The body had been spotted on the rocks far below. Kitov had sent out members of the security team to retrieve it. But somehow, between sealing the corpse in a body bag and returning to the center, they had lost it. Their rambling and conflicting explanations could not be sorted out, and Franklin, the security chief, refused to risk sending anyone down to search for it, fearing they wouldn’t be capable of finding their way back.

Felicia kept the black body bag in mind as she studied the shoreline. Would she, in her state of mind, be able to distinguish the bagged administrator from the seals sunning on the rocks? She became absorbed in scrutinizing the dark formations below.

BY
the time she made it to the meeting, Kitov had already announced that he would be first to have the electrodes implanted.
The procedure would take place within hours. Only a dozen people had been clearheaded enough to remember the meeting time and place. They were alternately slumped over with apathy or aggressively challenging the plan.

“Why Kitov?”

“Because the research that he is researching must be going on,” Lee explained.

Felicia winced at his delivery.

“But why take the risk of being first? Isn’t it dangerous?”

“Is not dangerous. We have planned very much,” Kitov answered.

“Why not just try it out on someone else’s brain first?” Phil, a lab tech, wanted to know. The bags under his eyes like wasp stings. “Someone more expendable why not?”

At this Kitov’s face reddened. “Who is this, this expendable someone? You would like that we just grab one of you and tie you to table and open your head?”

“Not us,” Phil said. “Someone we find. Out there.”

Kitov cast an angry glare at the tech. Only weeks ago, such a withering look would have cut like a laser through flesh and bone and triggered the tendering of resignations. Now it was met with the blank stares of people too exhausted to fear.
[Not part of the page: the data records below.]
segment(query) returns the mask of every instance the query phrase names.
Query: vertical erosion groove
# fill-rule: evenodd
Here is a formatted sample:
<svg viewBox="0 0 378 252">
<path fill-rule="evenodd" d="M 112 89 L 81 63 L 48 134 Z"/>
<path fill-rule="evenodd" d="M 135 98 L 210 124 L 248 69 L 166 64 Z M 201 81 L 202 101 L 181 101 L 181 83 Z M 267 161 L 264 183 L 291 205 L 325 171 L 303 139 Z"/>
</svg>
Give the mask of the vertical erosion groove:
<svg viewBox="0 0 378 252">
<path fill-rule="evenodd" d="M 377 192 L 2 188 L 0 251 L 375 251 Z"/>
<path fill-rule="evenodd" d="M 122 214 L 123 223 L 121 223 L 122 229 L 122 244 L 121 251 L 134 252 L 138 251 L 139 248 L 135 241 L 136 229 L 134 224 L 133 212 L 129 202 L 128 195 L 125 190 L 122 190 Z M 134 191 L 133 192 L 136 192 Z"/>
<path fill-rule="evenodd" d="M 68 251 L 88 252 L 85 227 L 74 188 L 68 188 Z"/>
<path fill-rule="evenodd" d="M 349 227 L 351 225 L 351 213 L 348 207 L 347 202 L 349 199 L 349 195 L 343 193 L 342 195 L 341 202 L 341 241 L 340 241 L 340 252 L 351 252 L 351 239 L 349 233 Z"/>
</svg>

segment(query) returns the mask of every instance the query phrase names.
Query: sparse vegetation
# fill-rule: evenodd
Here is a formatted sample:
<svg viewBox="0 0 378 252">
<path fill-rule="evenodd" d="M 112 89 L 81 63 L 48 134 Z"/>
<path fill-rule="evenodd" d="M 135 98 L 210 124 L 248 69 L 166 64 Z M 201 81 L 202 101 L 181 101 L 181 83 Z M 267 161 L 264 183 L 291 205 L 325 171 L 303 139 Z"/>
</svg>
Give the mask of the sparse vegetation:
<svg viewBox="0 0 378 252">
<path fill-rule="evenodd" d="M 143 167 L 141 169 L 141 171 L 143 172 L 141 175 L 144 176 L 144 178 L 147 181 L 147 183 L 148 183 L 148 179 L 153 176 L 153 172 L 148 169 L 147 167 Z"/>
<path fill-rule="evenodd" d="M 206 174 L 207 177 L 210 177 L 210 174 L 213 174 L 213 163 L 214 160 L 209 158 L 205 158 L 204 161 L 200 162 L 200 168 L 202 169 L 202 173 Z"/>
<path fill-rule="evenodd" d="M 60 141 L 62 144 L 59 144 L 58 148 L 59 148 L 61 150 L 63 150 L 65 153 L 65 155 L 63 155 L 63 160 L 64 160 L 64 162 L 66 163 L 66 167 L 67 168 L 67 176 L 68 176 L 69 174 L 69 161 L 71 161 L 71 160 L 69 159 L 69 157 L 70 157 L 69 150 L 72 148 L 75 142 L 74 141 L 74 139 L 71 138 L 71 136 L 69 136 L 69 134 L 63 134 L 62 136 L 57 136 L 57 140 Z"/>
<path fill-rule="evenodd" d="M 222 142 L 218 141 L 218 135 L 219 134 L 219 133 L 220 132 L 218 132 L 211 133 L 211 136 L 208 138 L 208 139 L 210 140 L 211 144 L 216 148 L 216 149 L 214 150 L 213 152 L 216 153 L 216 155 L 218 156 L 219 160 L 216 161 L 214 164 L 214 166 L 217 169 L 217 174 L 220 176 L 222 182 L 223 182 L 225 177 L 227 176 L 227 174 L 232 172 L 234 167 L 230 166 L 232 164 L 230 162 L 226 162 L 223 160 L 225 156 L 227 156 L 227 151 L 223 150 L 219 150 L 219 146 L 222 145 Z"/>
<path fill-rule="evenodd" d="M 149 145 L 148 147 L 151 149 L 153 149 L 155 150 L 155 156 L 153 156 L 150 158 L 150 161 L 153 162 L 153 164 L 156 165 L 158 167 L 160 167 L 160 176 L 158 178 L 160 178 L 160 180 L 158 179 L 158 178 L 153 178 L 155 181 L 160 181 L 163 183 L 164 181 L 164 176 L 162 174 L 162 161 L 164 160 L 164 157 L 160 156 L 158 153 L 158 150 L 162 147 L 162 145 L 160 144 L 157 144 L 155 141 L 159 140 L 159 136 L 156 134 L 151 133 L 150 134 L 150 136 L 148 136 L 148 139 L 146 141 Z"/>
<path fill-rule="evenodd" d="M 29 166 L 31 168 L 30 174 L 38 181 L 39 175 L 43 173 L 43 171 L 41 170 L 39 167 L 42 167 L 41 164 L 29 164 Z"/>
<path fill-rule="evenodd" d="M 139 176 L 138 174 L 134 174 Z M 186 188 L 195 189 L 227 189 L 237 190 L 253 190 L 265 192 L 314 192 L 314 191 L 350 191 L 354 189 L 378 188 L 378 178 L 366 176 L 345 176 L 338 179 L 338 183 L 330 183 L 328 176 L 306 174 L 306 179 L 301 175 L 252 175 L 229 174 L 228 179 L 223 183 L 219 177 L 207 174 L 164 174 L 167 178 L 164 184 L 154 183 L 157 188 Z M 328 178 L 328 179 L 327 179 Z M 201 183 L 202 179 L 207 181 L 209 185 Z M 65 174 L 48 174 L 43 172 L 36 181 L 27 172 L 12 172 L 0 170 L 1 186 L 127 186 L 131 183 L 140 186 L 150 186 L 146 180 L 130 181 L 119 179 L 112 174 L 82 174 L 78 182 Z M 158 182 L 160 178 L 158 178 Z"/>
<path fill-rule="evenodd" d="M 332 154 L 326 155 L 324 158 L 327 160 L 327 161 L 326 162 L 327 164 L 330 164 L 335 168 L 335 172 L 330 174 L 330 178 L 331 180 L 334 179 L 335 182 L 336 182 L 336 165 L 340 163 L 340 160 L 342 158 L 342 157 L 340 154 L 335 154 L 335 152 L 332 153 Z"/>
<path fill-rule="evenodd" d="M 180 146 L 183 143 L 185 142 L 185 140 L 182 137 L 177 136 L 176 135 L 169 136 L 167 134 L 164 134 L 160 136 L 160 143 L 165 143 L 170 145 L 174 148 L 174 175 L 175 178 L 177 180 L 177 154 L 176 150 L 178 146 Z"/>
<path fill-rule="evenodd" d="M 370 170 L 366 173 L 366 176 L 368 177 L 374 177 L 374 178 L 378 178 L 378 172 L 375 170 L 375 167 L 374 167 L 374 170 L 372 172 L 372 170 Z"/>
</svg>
Porter filled the silence, saying, “There’s no time for that. Every day we wait we lose the faculty to do this kind of procedure because, in case you haven’t noticed, we’re losing our goddamn minds.”

“I am not a Mengele,” Kitov finally said, reminding everyone present that he had seen the end of the world before—that everything he knew as home had been burned to the ground when he was a boy, or stood against a wall and shot. Yet here he was, attempting to stare down yet another Armageddon.

TO
gear up for the procedure, they had been looting equipment from the university’s abandoned hospital, cobbling together an operating room in the main lab of the research facility. They were concerned about electricity, even though all the research facilities were powered by an experimental system that tapped wave movement and riptides. The turbines, which sat just under the surface among the kelp beds, were revealed every day by the receding tide. The elegant electromagnetic system had earned its inventor a Nobel Prize, even though it had never been adopted as a viable alternative energy solution anywhere beyond the research wing of the campus. Kitov had very publicly despised the late Frenchman who created the wave-powered plant and had abused his famous colleague at every opportunity. Now, as they shaved the back of his head, he joked that the plant would fail during the procedure. “This bastard Cloutier will have last laugh,” he grumbled, his words slurred.